It’s a little hard to believe I’ve been working on this book for just under a month and I’m already a third of the way through. Somehow, karma is going to come back to bite me in the ass. I just know it.

To be honest, I don’t know what’s more bothersome–how long I’ve been working on it, or that I don’t have a title for it yet. Usually by this point, I have something to call it, at least for myself when I refer to it in my head. I’m not honestly bothered, it’s just not something I’m used to. I had a name for Salamander after I wrote the first chapter. Now, I’m at the start of the 11th and I’ve got nothing.

But I like it. I like it a lot. I’ve actually got a method now, one that seems to be working kind of nicely and yet is easy enough to adapt. I’m fairly aware I’m over writing a lot of things–especially in the first half of what I’ve got so far (just over 50,000 words and 100 pages). But those things are as necessary as notes at this point. The characters I’ve been discovering as I go, and while I’m still discovering voices and their stories and what-not, I know it’s all stuff I can change later. I’m not running blind, which is something I effectively did with Salamander.

Also, I have a fall-back.

The other night I went deep into my archives and dug up some notes from late 2003 when I was starting off planning on Wild Jack. It’s freaking ridiculous that I still have love for a story I wrote that long ago, but something about the character got to me. After some idle day-dreaming, I began writing anew. Its nothing major… I probably won’t do anything with it unless I hit major turbulence with what I’m working on now and need to take a few weeks/months off. But I want to write it eventually because the themes I have in mind are something I’ve always been curious about. So it’ll be a journey for me and the character. Also, it was one of those times where I knew the character the moment I started writing him.
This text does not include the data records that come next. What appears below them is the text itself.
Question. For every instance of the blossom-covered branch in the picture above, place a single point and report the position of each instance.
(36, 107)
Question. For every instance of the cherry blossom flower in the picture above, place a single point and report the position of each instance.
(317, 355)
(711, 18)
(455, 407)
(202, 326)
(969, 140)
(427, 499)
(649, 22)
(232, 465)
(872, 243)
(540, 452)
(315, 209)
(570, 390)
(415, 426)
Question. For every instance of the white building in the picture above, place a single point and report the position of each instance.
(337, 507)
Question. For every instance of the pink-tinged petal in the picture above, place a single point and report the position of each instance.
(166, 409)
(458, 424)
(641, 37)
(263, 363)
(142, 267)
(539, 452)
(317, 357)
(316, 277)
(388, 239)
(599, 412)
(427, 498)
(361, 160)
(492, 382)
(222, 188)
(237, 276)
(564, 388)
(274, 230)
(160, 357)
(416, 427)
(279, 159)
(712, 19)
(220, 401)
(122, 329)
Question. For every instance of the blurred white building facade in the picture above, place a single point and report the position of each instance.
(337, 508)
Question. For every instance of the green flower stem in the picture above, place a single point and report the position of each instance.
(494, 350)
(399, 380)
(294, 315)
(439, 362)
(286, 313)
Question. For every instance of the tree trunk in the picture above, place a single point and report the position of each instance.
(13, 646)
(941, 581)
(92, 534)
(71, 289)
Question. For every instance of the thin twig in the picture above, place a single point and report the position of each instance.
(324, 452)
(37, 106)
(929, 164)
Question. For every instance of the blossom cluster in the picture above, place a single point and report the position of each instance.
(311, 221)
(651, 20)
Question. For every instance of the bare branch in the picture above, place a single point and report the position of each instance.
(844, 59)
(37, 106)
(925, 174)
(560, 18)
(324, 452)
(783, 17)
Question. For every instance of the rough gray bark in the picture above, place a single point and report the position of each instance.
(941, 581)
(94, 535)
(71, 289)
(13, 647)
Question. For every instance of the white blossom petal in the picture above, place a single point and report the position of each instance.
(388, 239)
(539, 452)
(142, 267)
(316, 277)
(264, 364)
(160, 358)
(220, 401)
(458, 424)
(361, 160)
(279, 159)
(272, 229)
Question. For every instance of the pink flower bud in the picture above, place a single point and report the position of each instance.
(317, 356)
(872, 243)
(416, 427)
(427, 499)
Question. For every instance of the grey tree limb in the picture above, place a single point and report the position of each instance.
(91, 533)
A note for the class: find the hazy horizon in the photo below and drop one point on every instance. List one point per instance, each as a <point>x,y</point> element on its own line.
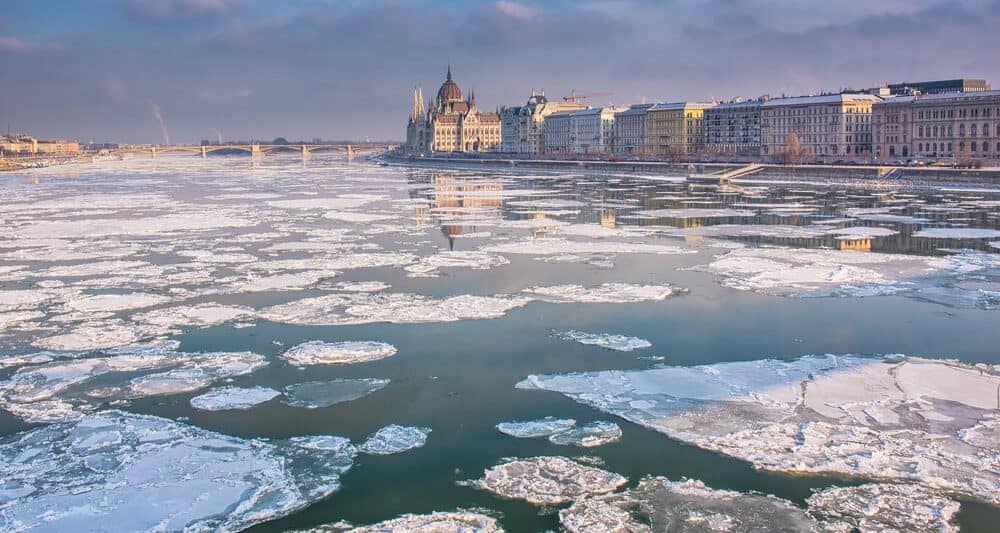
<point>345,70</point>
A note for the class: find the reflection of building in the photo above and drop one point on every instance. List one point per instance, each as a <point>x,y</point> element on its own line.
<point>523,127</point>
<point>676,128</point>
<point>734,128</point>
<point>452,124</point>
<point>826,125</point>
<point>960,125</point>
<point>630,130</point>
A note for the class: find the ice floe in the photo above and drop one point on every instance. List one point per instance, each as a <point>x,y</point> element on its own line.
<point>604,293</point>
<point>588,435</point>
<point>560,246</point>
<point>927,421</point>
<point>66,388</point>
<point>621,343</point>
<point>136,473</point>
<point>361,308</point>
<point>536,428</point>
<point>226,398</point>
<point>337,353</point>
<point>884,507</point>
<point>394,439</point>
<point>658,504</point>
<point>547,480</point>
<point>317,394</point>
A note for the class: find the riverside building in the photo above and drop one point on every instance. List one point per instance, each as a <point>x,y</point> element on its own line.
<point>830,126</point>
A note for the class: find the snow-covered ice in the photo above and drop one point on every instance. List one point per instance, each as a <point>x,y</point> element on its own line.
<point>588,435</point>
<point>337,353</point>
<point>621,343</point>
<point>536,428</point>
<point>135,472</point>
<point>547,480</point>
<point>317,394</point>
<point>394,439</point>
<point>226,398</point>
<point>931,422</point>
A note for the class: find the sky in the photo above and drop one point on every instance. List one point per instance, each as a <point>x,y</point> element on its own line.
<point>345,69</point>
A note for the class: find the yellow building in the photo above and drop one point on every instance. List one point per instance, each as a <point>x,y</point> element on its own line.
<point>676,128</point>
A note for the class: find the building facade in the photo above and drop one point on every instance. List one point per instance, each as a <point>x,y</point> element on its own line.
<point>939,86</point>
<point>629,131</point>
<point>452,124</point>
<point>734,128</point>
<point>557,137</point>
<point>592,130</point>
<point>831,126</point>
<point>946,126</point>
<point>676,128</point>
<point>526,134</point>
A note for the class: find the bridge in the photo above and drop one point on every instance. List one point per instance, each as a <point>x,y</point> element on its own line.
<point>257,150</point>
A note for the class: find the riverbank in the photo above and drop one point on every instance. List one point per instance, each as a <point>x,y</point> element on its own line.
<point>766,172</point>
Ugh… that actually bothers me, especially with what I’m working on now–getting to know your characters. Every writing-help book I’ve read tells you not to rush it, to get to know your characters–and this is what has me apprehensive about this current work of mine. I know the characters–a little. Enough to move the story forwards. But not enough to say, “well, I don’t think they’d do/say/act like that.” In a way, I think I will have to stop soon, because next chapter I’m introducing at least three new characters that have a major baring on the plot (Oh helllllll! ;_;). And when their paths cross, how many chapters from now, I’m worried that I’ll muddle them up and won’t be able to tell them apart. Maybe that’s what I ought to spend tomorrow doing.

It’s nice making your weekly quota. In a way, I’m sort of surprised that I did. I base my 5-page a day, 25-page a week, 100-page a month quota thing on Jonathon Stroud’s method. Thing is, I usually top it by at least one page. Maybe three, four days a month I’ll do 3-4 pages, but most of the time I’m pushing out 5-7. I had one 9-page and one 10-page day this month, which makes up for at least two days work. Maybe it isn’t a surprise I got to this point as fast as I did.

Waiting for the other shoe to drop–praying it doesn’t mean break my will to go on when it falls.